Baryon Acoustic Oscillations in the Lyman-α Forest of High Redshift Quasars
- Author(s): Margala, Daniel
- Advisor(s): Kirkby, David
- et al.
One of the main goals of the third generation of the Sloan Digital Sky Survey (SDSS) Baryon Oscillation Spectroscopic Survey (BOSS) is to measure the baryon acoustic oscillation (BAO) scale in the Lyman-α forest from observations of high-redshift (z > 2) quasars. The transmitted flux fraction in the forest provides a measure of the neutral hydrogen density along the line of sight that can be used to infer the clustering of the underlying dark matter distribution. Measurements of the BAO scale constrain the expansion history of the universe and can be used to infer the characteristics of dark energy. During the period 2009-14, the BOSS observed ~ 150,000 (z > 2) quasars from a total sky area of 10,400 square degrees.

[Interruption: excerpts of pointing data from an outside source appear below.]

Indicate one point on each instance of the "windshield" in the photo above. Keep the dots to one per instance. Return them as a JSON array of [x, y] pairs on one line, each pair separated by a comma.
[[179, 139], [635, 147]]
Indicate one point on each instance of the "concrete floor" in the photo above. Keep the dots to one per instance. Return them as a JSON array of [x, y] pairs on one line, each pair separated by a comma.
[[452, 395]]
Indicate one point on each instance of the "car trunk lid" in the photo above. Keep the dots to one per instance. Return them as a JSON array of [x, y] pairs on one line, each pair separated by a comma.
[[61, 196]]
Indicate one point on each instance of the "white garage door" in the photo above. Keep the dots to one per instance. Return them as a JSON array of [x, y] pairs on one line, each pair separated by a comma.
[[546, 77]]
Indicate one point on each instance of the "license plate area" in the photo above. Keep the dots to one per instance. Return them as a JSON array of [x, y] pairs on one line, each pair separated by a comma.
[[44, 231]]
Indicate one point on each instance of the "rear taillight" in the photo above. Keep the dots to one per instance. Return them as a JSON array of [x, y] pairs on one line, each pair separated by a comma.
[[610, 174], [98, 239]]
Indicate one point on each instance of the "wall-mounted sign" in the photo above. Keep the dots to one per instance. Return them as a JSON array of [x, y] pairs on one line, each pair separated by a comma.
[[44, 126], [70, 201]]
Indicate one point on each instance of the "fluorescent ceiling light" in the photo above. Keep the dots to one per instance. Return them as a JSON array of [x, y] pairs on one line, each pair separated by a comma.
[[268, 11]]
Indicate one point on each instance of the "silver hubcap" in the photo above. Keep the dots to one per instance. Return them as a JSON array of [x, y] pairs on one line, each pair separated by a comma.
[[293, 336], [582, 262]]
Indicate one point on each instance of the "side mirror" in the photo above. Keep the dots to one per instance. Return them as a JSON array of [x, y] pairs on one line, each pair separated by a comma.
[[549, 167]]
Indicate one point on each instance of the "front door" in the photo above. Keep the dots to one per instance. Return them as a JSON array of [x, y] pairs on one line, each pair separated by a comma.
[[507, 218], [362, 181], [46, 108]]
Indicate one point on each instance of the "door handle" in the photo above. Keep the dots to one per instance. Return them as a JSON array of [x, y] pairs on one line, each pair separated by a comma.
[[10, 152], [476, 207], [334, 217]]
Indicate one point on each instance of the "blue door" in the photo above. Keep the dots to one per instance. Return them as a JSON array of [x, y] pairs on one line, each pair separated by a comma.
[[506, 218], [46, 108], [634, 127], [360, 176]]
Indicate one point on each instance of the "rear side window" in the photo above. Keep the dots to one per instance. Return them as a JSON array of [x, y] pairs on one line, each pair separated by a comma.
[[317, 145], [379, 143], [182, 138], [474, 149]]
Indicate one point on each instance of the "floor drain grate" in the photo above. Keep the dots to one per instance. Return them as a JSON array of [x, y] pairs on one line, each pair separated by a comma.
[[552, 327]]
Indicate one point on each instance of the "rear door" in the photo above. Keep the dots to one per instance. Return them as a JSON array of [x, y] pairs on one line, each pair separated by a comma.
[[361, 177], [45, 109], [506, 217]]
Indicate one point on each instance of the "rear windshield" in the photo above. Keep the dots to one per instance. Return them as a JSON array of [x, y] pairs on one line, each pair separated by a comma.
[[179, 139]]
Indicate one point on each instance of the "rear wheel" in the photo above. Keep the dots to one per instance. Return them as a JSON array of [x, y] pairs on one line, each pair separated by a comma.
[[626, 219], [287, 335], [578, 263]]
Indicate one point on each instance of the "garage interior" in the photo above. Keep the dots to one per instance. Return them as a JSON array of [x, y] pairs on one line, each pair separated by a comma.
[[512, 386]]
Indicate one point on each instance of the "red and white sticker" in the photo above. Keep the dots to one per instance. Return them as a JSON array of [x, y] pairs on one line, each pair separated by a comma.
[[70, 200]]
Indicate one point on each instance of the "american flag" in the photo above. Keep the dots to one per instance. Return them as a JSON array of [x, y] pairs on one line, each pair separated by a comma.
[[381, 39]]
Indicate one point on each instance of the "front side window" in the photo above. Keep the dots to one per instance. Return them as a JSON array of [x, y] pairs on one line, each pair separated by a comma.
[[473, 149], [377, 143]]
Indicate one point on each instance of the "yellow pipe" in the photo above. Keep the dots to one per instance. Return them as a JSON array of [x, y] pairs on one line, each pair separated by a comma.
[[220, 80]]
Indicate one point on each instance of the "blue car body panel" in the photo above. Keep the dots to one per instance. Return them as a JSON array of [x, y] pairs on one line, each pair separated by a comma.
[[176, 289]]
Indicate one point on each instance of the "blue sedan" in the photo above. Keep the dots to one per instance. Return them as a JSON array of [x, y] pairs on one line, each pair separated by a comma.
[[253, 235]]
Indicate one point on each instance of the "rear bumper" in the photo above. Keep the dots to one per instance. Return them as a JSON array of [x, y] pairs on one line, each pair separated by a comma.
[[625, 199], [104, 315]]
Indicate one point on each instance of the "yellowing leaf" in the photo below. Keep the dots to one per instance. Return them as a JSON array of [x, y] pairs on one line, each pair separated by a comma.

I present a model for spectrophotometric calibration errors these observations of quasars and describe the correction procedure we have developed and applied to this sample. Calibration errors are primarily due to atmospheric differential refraction and guiding offsets during each exposure. The corrections potentially reduce the systematics for any studies of BOSS quasars, including the measurement of baryon acoustic oscillations using the Lyman-α forest. The model suggests that, on average, the observed quasar flux in BOSS is overestimated by ~ 19% at 3600 Å and underestimated by ~ 24% at 10,000 Å. In addition, a new method for simultaneously fitting a universal quasar continuum along with observing frame systematics is discussed. I also describe the sub-sampling method used to estimate the correlation function of the matter density tracer field and demonstrate this method using a new multithreaded software package designed to efficiently process pixel-pairs. The technique used to fit cosmological models to the estimated correlation function is summarized as well.
The BOSS BAO observations using the SDSS DR12 sample yield measurements of DH(z)/rd = 9.1 ± 0.3 and DM(z)/rd = 37.8 ± 2.1 at z = 2.34. These measurements represent a 1-2σ tension with the prediction from a flat ΛCDM model with Planck best-fit parameters.